And the same will be true for the Muslim world and is true in the Muslim world today. Whatever even if we have what you call a modern state model, a nation state model, or what have you in throughout the Muslim world because it was maybe imposed upon us by colonization. But we approach our situations. We approach our societies. We approach our legislation.
We approach our governments. We approach the management of society as Muslims. We approach it as Islamically as we can. There there there are there are aspects of the sharia that are present. There are laws from the sharia that are present, and there are laws from the sharia that are absent.
But that has been the case for fifteen hundred years almost. That's almost been the case for the entirety of our history except for the period of and the We've had periods of time where aspects of the Sharia were suspended. We've had periods of time where aspects of the Sharia were more strongly enforced, and and even that changed from place to place, not just time to time. But, I mean, at one at at at any given time, you would have more, conspicuous enforcement of sharia in one part of the Muslim, so called empire and less in another part. So, I mean, these things differ.
And then also there's the there's this there's the aspect of something that was talked about earlier. I can't remember exactly at which point it was about legality and morality that that that the that the Muslims don't make a difference between that and the Kufar make a difference or the sorry. The West, the modern state. For me, it's Kufar. You you you they make a distinction and that the Muslims don't, but we do.

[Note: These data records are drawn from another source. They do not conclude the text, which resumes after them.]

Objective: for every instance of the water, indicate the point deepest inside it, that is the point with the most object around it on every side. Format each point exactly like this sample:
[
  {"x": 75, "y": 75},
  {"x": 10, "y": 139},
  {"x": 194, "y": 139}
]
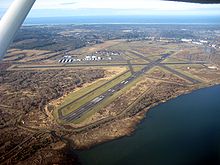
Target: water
[
  {"x": 183, "y": 131},
  {"x": 125, "y": 20}
]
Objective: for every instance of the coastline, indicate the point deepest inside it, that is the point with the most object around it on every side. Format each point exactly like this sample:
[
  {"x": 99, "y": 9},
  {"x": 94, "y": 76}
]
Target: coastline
[{"x": 125, "y": 126}]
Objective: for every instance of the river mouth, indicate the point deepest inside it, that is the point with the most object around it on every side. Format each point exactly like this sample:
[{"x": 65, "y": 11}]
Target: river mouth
[{"x": 183, "y": 131}]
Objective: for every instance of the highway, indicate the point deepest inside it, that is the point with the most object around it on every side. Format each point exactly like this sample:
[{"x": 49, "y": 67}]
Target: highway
[
  {"x": 194, "y": 81},
  {"x": 88, "y": 106}
]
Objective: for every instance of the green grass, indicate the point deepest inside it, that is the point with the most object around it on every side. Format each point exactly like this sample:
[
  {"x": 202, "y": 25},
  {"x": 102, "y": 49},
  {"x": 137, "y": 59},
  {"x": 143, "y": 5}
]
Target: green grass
[
  {"x": 138, "y": 68},
  {"x": 92, "y": 95},
  {"x": 106, "y": 102},
  {"x": 175, "y": 67}
]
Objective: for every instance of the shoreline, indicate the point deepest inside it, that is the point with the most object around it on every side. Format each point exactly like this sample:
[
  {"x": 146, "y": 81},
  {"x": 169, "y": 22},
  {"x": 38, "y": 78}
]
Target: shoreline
[{"x": 136, "y": 120}]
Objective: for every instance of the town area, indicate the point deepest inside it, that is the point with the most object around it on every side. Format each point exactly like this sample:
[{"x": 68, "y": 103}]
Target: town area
[{"x": 69, "y": 87}]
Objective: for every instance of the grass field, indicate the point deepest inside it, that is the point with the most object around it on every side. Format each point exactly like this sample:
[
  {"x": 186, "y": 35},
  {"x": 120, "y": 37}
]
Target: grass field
[
  {"x": 70, "y": 108},
  {"x": 107, "y": 101}
]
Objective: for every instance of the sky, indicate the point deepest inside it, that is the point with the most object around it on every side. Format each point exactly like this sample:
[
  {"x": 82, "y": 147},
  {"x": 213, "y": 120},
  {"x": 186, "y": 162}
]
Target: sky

There's there's a difference between a crime and a sin in the sharia. Not everything that's a sin has a hard punishment attached to it. Not everything that's a sin has legislation attached to it by the state, by the government, by the taadi. And you are required in Islam to fear Allah as much as you can in public and in private. And it's your public behavior that the that that the state or that the government or that the authorities are concerned about.

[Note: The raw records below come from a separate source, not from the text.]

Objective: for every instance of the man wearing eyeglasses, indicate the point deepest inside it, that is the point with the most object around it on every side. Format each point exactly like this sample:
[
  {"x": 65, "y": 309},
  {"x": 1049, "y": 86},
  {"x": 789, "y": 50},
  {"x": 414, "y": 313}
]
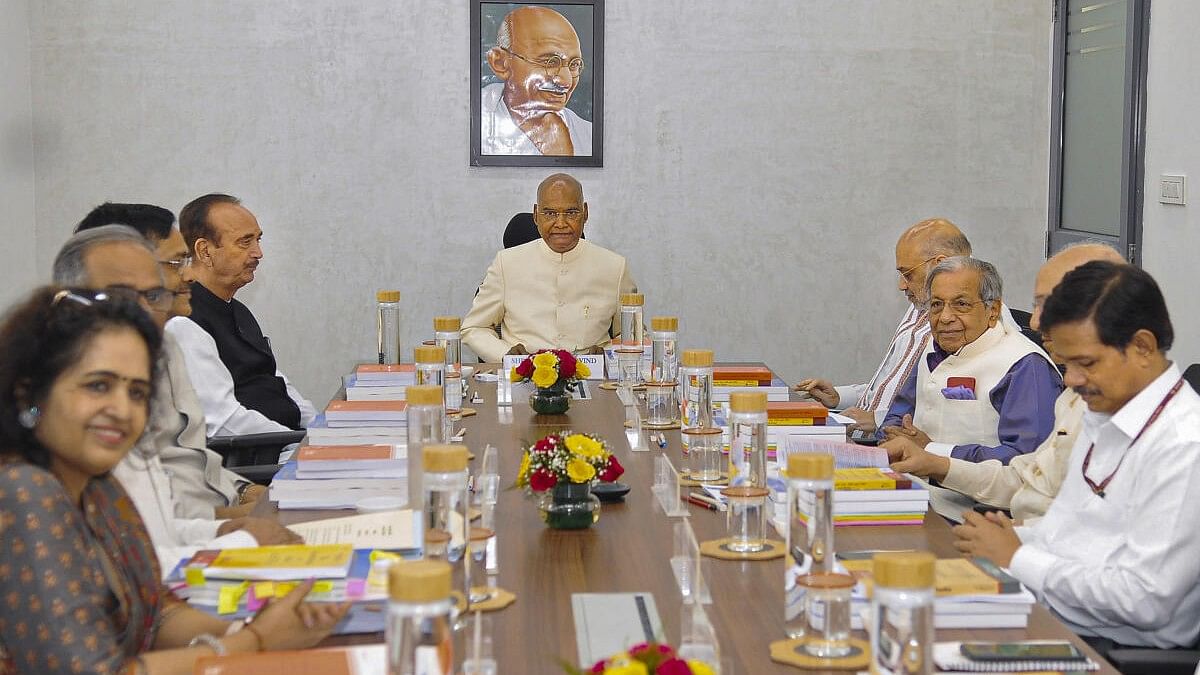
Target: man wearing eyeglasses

And not all of your public behavior even necessarily has a prescribed punishment for it if it's a violation of some kind, if it's a sin. For example, there's no hud for a woman not wearing hijab or or, you know, on and on. There's many examples of things that are sins that if you commit them, you can expect a punishment from Allah unless he forgives you, unless you repent, and unless he forgives you or chooses to forgive you. There, you know, there are there are people who will say listening to music is a sin, but is it a crime? Is it something that's that that that the state can now legislate and say that if you listen to music, we're gonna put you in jail or do this or that or the other?
No. There's there's there's a whole area in fit in in Islamic jurisprudence to Azir where there is a punishment that is allowed for the judge, that the judge has judicial license to issue a punishment that hasn't been ordered in the Quran and Sunnah. So that's that's that's literally a man made punishment, a man made legislation based on, based on what they think is in the best interest of the society. Okay. It's gonna be guided by, most of the time, what is regarded in Islam as a sin.
But either way, it's not something in Islam that has been regarded through, through the revelation of Allah through the Quran and Sunnah as something that is a punishable crime. So even even we make a difference between moral and legal. Now if if the idea is that in the West, the legality determines morality, that what what's legal then is therefore moral, and what is illegal is therefore immoral, you might have an argument for that. Maybe that's the argument he was making. You can't say that we don't make a distinction.